Bei Stärken: nicht übertreiben, aber auch nicht zu bescheiden. Wer sagt „ich bin manchmal zu perfektionistisch" als Schwäche, hat sich nicht vorbereitet. Wähle etwas Echtes und zeige, dass du daran arbeitest.
Fragen zur Ex-Firma.
Sprich nie schlecht über deinen alten Arbeitgeber. Nie.
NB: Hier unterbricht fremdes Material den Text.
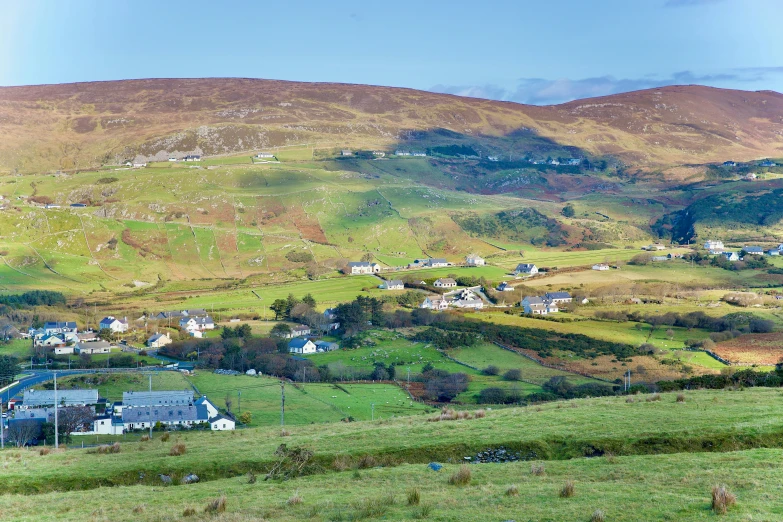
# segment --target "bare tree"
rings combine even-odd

Auch wenn es Gründe gäbe. Der Personaler hört dabei nur, wie du über andere redest und denkt an sich selbst.
Bei der Frage nach dem Jobwechsel: ehrlich antworten. Neue Herausforderung, bessere Vereinbarkeit, Umzug, das sind nachvollziehbare Gründe. Der Klassiker „ich suche eine neue Herausforderung" klingt auswendig gelernt.
Fragen die aus der Reserve locken sollen.
„Sie sind doch überqualifiziert?" ist keine Absage, es ist eine Einladung zu erklären, warum du trotzdem willst. Nutze sie.
„Was machen Sie in der Freizeit?" klingt harmlos. Bei risikoreichen Sportarten denkt der Personaler an Ausfallzeiten. Das ist unfair, aber real.
Die wichtigste Vorbereitung.
Hausaufgaben machen. Was macht das Unternehmen, wer sind die Kunden, was steht aktuell in der Presse. Die Frage „Was wissen Sie über uns?" sollte kein Stolperstein sein.
Und: ruhig bleiben bei heiklen Fragen. Wer vorbereitet ist, muss nicht improvisieren.